Dissociating language and thought in large language models
This work addresses the challenge of evaluating whether LLMs can use language in human-like ways, which is crucial for AI researchers and developers, though it is incremental as it builds on existing neuroscience distinctions without introducing new methods.
The paper tackles the problem of assessing the linguistic and cognitive capabilities of Large Language Models (LLMs) by distinguishing between formal linguistic competence (knowledge of rules) and functional linguistic competence (using language in the world), finding that LLMs excel at formal competence but perform inconsistently on functional tasks, often requiring additional fine-tuning or external modules.
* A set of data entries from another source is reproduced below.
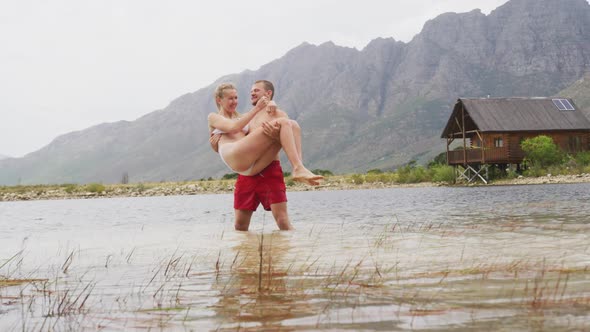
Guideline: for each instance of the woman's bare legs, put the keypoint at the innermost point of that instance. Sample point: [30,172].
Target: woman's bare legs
[254,149]
[288,142]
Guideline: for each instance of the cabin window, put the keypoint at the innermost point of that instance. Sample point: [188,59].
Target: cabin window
[498,142]
[575,143]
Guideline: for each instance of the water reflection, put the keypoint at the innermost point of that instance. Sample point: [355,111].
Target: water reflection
[256,292]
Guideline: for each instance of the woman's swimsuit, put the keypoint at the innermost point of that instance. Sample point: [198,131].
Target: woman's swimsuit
[246,129]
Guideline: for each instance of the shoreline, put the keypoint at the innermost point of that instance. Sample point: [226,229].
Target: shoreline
[57,192]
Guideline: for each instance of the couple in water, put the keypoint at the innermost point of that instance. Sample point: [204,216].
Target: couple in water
[248,152]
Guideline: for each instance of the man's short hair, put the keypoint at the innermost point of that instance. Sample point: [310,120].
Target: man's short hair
[267,86]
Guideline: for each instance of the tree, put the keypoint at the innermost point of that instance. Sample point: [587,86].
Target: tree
[541,151]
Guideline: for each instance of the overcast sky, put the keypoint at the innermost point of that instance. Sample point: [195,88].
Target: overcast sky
[66,65]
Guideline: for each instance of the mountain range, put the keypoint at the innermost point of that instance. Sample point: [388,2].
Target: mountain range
[379,107]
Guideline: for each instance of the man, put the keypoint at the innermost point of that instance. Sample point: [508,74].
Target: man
[267,187]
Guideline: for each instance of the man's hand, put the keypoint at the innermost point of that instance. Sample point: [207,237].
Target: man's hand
[272,129]
[214,141]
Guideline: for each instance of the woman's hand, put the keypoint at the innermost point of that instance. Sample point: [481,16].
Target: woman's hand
[271,108]
[261,103]
[272,129]
[214,142]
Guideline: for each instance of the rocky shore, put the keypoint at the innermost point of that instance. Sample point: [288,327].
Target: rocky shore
[28,193]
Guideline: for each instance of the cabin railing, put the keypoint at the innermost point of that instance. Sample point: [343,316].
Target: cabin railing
[480,156]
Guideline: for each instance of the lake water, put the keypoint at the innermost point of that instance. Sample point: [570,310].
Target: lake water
[480,258]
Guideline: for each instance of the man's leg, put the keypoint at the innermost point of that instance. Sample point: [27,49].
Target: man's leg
[279,212]
[243,218]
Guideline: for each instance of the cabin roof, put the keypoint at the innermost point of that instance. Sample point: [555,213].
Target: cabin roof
[517,114]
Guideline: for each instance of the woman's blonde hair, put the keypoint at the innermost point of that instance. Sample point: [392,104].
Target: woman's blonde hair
[219,94]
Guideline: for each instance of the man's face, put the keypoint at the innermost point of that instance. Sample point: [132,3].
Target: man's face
[257,92]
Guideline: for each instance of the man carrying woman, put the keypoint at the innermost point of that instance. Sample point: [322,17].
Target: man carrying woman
[260,178]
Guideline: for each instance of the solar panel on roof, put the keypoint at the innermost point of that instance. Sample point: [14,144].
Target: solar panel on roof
[560,106]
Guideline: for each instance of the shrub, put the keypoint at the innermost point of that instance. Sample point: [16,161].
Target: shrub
[357,179]
[583,158]
[69,188]
[230,176]
[443,173]
[95,187]
[409,174]
[541,151]
[323,172]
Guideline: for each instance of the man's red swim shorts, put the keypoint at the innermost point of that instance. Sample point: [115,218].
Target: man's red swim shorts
[267,187]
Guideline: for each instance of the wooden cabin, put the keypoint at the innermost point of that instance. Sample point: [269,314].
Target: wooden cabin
[490,130]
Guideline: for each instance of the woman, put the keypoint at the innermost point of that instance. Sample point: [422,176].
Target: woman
[250,154]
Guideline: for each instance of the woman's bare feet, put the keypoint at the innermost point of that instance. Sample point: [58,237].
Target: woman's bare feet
[304,175]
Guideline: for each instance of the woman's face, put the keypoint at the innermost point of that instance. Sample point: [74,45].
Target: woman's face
[229,100]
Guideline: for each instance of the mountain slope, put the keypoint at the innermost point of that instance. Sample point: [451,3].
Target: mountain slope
[375,108]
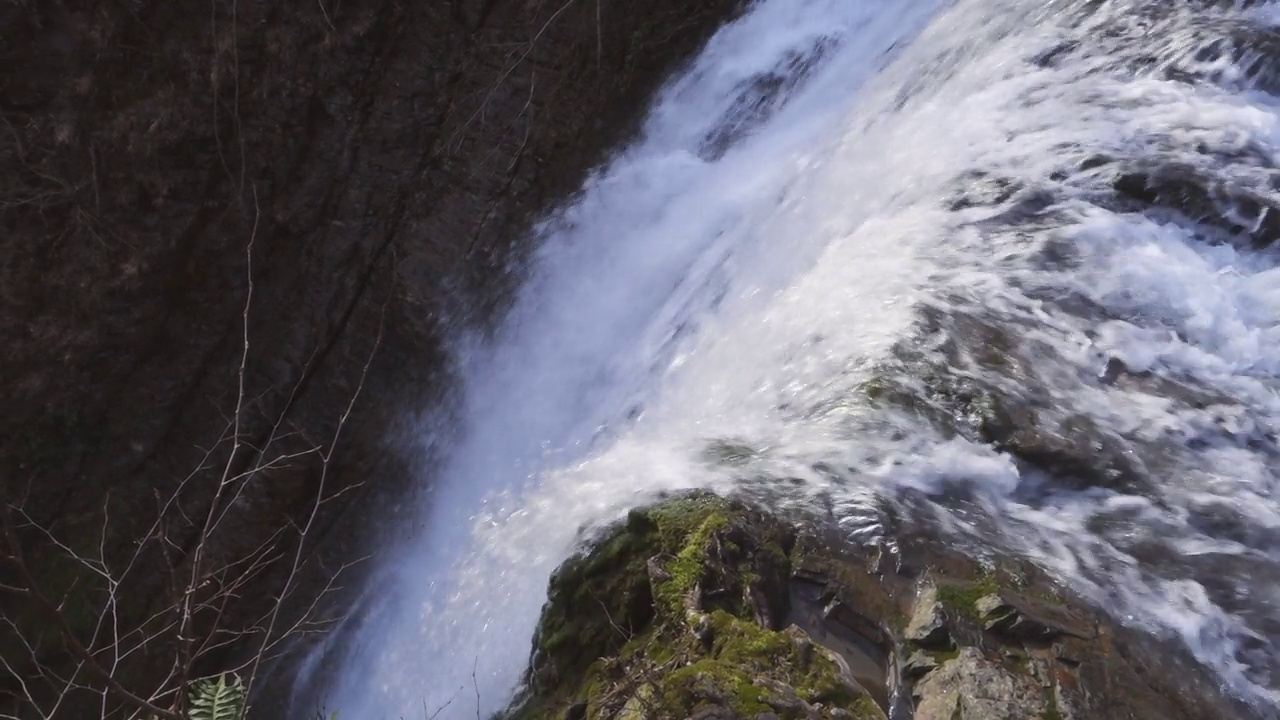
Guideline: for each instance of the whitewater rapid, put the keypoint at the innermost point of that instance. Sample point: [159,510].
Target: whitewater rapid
[824,174]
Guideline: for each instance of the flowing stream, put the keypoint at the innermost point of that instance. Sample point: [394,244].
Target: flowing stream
[1072,205]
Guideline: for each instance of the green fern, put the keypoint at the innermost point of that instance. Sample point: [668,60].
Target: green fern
[215,698]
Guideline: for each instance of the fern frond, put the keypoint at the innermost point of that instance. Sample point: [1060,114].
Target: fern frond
[216,698]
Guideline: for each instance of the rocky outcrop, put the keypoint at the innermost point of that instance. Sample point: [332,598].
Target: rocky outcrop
[248,224]
[709,607]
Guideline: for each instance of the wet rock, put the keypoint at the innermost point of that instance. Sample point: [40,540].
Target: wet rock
[1004,618]
[1008,643]
[928,625]
[969,686]
[918,665]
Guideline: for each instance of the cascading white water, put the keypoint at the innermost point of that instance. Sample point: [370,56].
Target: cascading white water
[736,274]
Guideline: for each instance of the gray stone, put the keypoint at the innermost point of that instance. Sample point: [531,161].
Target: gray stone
[970,686]
[928,627]
[918,665]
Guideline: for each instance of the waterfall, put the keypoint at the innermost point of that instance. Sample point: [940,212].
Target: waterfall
[828,183]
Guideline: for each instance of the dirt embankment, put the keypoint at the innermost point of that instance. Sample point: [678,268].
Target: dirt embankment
[351,178]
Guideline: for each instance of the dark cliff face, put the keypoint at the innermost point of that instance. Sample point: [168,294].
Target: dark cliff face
[346,180]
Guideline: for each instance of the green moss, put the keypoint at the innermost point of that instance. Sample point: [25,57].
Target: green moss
[662,668]
[963,597]
[942,656]
[686,569]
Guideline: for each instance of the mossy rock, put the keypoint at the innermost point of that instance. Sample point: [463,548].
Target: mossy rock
[676,611]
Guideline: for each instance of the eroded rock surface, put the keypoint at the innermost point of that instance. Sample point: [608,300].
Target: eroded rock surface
[672,614]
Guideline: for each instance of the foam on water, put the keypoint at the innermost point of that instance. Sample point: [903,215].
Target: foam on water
[727,283]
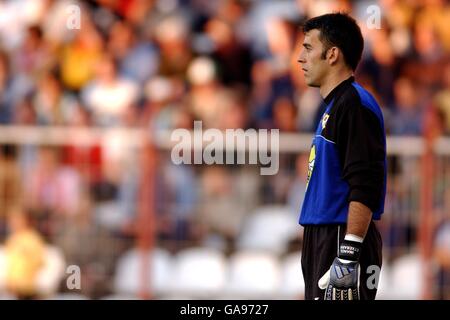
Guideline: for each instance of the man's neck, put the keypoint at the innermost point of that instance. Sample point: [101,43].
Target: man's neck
[333,80]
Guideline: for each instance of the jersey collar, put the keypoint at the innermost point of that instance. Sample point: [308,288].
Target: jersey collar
[338,88]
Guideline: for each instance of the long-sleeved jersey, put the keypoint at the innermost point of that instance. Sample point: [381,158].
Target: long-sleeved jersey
[347,161]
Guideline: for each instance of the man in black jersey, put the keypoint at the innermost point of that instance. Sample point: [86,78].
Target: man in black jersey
[346,184]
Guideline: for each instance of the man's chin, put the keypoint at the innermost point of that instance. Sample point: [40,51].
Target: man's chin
[311,83]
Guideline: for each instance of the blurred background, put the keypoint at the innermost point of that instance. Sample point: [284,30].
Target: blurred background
[91,205]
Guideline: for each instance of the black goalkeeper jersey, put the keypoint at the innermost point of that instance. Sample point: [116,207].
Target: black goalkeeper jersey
[348,157]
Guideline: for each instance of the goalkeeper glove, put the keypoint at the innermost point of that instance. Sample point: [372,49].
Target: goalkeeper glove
[341,281]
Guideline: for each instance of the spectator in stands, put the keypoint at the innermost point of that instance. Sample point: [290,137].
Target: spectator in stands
[24,254]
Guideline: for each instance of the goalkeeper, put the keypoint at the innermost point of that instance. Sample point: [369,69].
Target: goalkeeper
[346,184]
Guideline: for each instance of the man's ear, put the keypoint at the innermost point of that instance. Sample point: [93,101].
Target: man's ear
[333,55]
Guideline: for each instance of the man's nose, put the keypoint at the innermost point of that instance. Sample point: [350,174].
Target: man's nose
[301,58]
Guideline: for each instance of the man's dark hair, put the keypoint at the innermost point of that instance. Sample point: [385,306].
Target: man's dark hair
[339,30]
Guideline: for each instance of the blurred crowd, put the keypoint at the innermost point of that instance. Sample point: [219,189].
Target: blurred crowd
[160,65]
Large Language Models (LLMs) have come closest among all models to date to mastering human language, yet opinions about their linguistic and cognitive capabilities remain split. Here, we evaluate LLMs using a distinction between formal linguistic competence -- knowledge of linguistic rules and patterns -- and functional linguistic competence -- understanding and using language in the world. We ground this distinction in human neuroscience, which has shown that formal and functional competence rely on different neural mechanisms. Although LLMs are surprisingly good at formal competence, their performance on functional competence tasks remains spotty and often requires specialized fine-tuning and/or coupling with external modules. We posit that models that use language in human-like ways would need to master both of these competence types, which, in turn, could require the emergence of mechanisms specialized for formal linguistic competence, distinct from functional competence.